One of the most serious and debilitating injuries commonly associated with motor vehicle collisions is also one of the slowest to present symptoms. Brain injuries can happen in a number of ways in a crash, such as hitting your head on a window, seat or steering wheel or experiencing severe shaking, such as when your vehicle rolls. You should carefully monitor yourself and any children from the vehicle for signs of brain injuries for several days after a crash.
You may not realize at the scene that you suffered a brain injury
There are two primary reasons why people may not immediately realize that they have sustained a serious injury as part of a motor vehicle crash or collision. The first is the sudden rush of adrenaline that accompanies the crash. Your brain and body realize that you have experienced a dangerous situation, which leads your brain to release adrenaline. This energizing hormone can help you during fight or flight moments. It can also mask the sensation of pain, causing you to overlook symptoms.

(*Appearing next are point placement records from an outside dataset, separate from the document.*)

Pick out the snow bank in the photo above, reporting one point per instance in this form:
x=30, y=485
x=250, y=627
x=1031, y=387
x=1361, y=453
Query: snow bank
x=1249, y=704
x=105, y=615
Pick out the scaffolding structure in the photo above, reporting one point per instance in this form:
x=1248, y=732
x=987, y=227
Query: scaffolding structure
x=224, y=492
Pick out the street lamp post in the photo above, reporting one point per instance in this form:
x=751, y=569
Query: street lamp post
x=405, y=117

The second reason you may not realize that you have a brain injury is because brain injuries often involved delayed onset of symptoms. Unlike a broken bone, which presents itself immediately, brain injuries often involve bleeding, bruising or swelling of the brain. It could be hours, days or even weeks before you start noticing the worst symptoms of a traumatic brain injury (TBI).

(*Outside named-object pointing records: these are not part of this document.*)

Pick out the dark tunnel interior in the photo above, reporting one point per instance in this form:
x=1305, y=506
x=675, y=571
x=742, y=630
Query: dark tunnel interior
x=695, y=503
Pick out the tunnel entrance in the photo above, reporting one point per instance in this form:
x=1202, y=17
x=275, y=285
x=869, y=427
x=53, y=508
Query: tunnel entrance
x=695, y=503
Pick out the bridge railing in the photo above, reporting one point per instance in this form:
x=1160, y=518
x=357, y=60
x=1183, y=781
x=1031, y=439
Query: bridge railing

The symptoms of a brain injury may seem minor at first
The truth is that the kind of symptoms someone develops and the severity of the symptoms will depend on what part of the brain sustained injuries and how severe that injury is. Milder injuries could produce symptoms like nausea, headaches, fatigue, issues with speech, problems falling asleep or waking up, dizziness or even sensitivity to light.
More severe TBIs could cause loss of consciousness, ongoing or worsening headaches, drainage of clear fluid from the nose or ears, dilation of the pupils, seizures, loss of coordination, weakness or numbness in the extremities, slurred speech and unusual behavior.
Anyone who loses consciousness in a crash requires medical evaluation, as even passing out for a second could be a sign of a potentially serious TBI. Erring on the side of caution protects you and your family and helps you connect with the care and compensation you need for crash-related injuries.